Two things that set Medcalf apart from the restaurants and cafes along Exmouth Market. Other than its seemingly ancient façade that looks faded even when compared to Sweet (which has updated its look after my earlier visit), there was some conspicuous damage down to Medcalf’s front windows. In fact, we mistook it for an abandoned store when we first walked past it.
Apparently, Medcalf took it upon themselves to maintain the original façade of the storefront all these years and the damage was inflicted during an earlier council maintenance a couple of years back. Refusing to repair the damage, Medcalf is still trying to claim damages from the local council.
We decided to give it a go when someone we knew heavily recommended it, mentioning that the place can “easily accommodate a good size buggy”. Of course, we weren’t there solely for that – the McDonald’s along Chapel Market would be just fine for that. “It serves good food as well,” she quipped. So why not? We decided to check Medcalf out.
Medcalf was running a burger grilling booth outside the restaurant when we turned up for lunch that day and there was a short queue building up for that. Medcalf is one of those restaurants that is much larger than it looks from the outside. The seating area extends right through to the back and there is even a small outdoor sitting area (with a dartboard no less) towards the end, perfect for smokers and the summer season.
We were seated right at the back, which was just as well. Who knew when our little screamer would be awake (she eventually did and made it known to the entire restaurant). Instead of neat little pictures found on the rest of the restaurant’s walls, the restaurant’s rear seating area is adorned with building and architectural plans (no, I’m serious). The plan and side AutoCAD generated drawings would look not the slightest out of place in any architect’s office.
That said, Medcalf serves primarily British cuisine – bacon chop, Guinness braised ox cheeks, Welsh mackerel, partridge and smoked haddock etc. After some consideration, we went for the latter two.
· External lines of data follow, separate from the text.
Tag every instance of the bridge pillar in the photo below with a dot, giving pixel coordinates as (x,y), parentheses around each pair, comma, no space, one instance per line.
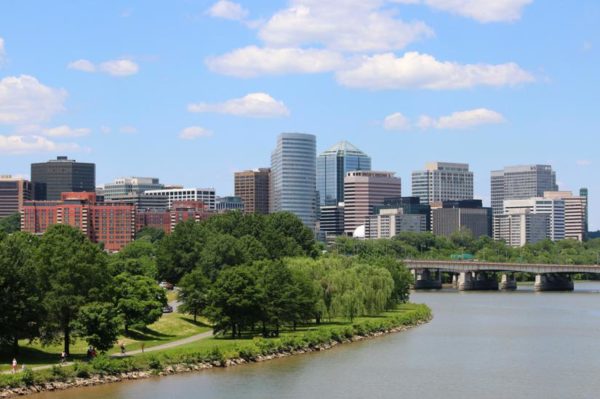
(465,281)
(553,282)
(508,282)
(428,279)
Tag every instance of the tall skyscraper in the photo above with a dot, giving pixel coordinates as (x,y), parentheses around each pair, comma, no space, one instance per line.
(443,181)
(293,176)
(252,186)
(520,182)
(332,166)
(363,192)
(61,175)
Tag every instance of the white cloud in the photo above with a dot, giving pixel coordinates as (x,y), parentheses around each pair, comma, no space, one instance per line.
(128,129)
(17,145)
(228,10)
(193,132)
(422,71)
(253,105)
(254,61)
(24,99)
(342,25)
(66,131)
(121,67)
(396,121)
(462,120)
(82,65)
(480,10)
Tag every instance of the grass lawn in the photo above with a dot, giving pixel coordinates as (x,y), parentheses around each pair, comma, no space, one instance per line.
(170,327)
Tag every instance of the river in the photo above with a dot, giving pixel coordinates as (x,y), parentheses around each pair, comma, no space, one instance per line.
(479,345)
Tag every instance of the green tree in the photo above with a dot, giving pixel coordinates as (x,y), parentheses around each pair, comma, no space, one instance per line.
(138,300)
(98,323)
(73,273)
(193,293)
(20,291)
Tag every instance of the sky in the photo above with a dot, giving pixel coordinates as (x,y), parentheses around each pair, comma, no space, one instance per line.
(192,91)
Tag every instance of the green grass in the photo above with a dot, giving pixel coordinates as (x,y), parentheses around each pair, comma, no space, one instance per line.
(170,327)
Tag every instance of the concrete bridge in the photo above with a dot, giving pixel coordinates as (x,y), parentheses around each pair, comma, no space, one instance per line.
(478,275)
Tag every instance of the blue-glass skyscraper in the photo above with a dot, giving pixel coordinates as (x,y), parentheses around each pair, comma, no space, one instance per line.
(293,176)
(332,166)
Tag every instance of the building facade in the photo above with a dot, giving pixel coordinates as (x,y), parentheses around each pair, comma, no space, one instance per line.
(520,182)
(50,179)
(125,186)
(253,187)
(332,167)
(363,191)
(13,193)
(204,195)
(443,181)
(293,177)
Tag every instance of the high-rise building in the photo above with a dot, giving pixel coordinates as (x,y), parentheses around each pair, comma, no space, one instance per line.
(363,191)
(332,167)
(204,195)
(390,222)
(448,217)
(575,213)
(443,181)
(252,186)
(124,186)
(293,177)
(13,193)
(520,182)
(554,208)
(61,175)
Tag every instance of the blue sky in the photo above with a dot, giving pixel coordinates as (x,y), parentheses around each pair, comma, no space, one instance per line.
(191,91)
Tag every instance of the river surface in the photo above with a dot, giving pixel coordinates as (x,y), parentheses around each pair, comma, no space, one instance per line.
(479,345)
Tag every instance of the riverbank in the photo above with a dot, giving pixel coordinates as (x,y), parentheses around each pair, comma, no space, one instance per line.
(212,353)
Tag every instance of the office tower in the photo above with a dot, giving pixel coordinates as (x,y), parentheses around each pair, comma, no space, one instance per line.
(293,177)
(409,206)
(13,193)
(575,213)
(332,167)
(252,186)
(448,217)
(553,208)
(125,186)
(520,182)
(390,222)
(61,175)
(443,181)
(363,191)
(226,204)
(204,195)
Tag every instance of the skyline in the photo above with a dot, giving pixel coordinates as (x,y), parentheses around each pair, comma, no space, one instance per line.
(532,103)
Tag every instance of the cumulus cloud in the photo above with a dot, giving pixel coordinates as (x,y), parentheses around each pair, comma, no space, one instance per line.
(462,120)
(121,67)
(254,61)
(341,25)
(479,10)
(18,145)
(396,121)
(423,71)
(24,99)
(193,132)
(227,10)
(253,105)
(66,131)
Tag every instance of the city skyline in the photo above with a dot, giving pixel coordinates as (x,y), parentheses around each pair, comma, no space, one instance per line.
(167,89)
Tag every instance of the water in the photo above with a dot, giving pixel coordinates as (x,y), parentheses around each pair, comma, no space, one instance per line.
(479,345)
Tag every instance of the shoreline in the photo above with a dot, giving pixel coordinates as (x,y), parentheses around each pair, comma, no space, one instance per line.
(180,368)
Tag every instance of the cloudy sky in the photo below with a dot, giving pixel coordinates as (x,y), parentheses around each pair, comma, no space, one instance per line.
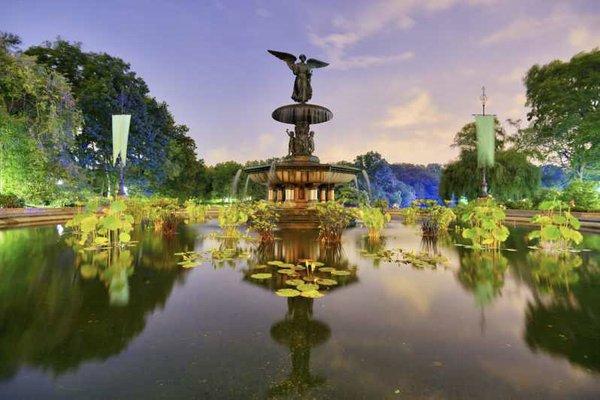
(405,75)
My smoked haddock (£14.75) came with creamed leeks and crispy poached egg. I was half expecting the poached egg’s yolk to ooze forth when I cut my spoon through it. No such luck. The egg was like a half done hardboiled egg if you know what I mean. A thick slab of mildly smoked haddock was balanced on a thicker glob of mash potatoes engulfed by a small pond of creamed leeks. The cream, unfortunately, neutralised any taste the smoked haddock might have. In fact, I enjoyed the leek more than the fish.
Wife generously spared me a sizable chunk of her partridge (£15.95) knowing my lack of passion towards game meat. Something was amiss. I could perhaps take comfort that my smoked haddock turned out better than Wife’s partridge. It tasted bland even with roasted with bay leaves. She ended up polishing off the puy lentils and cavalo Nero that came with it and left much of the poor bird intact.
Looking through the menu, we might be better off ordering ox cheeks instead. But the fact remained that we left Medcalf disappointed. The saving grace? Medcalf’s staff was friendly and there was a fellow screamer in the restaurant that easily put our Little One to shame.